Well, it is not going away.  It is going somewhere in the ether of blankness where some desire it to take up eternal residence.  Except that it won’t.  It nags and gnaws, stirs and troubles.  Oh, but only those who care about these things, have the honesty to look at God in the eye and say: what is going on here?  Why is this so, Master?  Now it takes a lot of courage to do something like that, but some actually do.  I do.  It may sound strange, but I urge others to try it sometime, it is catharsis for the soul, it flushes the intellect with truth, rinses the conscience towards wisdom.  The results are hearty and worth more than a lot of money.  It is called simple decency and human dignity, those silly little things that don’t matter anymore in this great society called Guyana.  In sum, that troublesome thorn in the flesh that plague some special few.  They put a name on it: integrity.

Do we still have that around here anymore?  There is the Office of the President.  It makes one wonder….  The same tearing and invading and tingling searching covers the whole body: the Guyana Police Force, the Director of Public Prosecutions’ Office, the Integrity Commission (bless the name and stone the crows), the independent media?  What about integrity and honor in civil society?  So why are our individual and collective consciences not screaming in tortured agony?

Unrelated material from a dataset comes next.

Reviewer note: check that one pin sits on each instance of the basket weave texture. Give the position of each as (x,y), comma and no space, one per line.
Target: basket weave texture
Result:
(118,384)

That sound in the now rapidly fading night will not let go, but shake like a wet, ragged dog.  Misery results.  Remember that sound?  It reaches with a ghostly finger and touches us.  For the true democracy minded in Guyana a chill bringing shivering is left in its wake.  The red dawn comes.  The echoes recede, save for one tinny sliver of sound.  It is a of a new widow.  The first sound, the one that rent the night apart was that of a man dying, then dead.  Gone just like that, in a flash.  Now there are only the sounds of silence reigning supremely.  It’s a lovely, truly unholy democracy, isn’t it?  By the way, that single nocturnal rupture and rapture, was the sound of a gun firing.  And the place goes by the Moors of Dartmouth.  Breathe, Guyana, breathe.  And then think.  Oh, just in case some Guyanese are interested, the man had a name when he was alive.  It was Orin Boston.  And the place goes by the Moors of Dartmouth.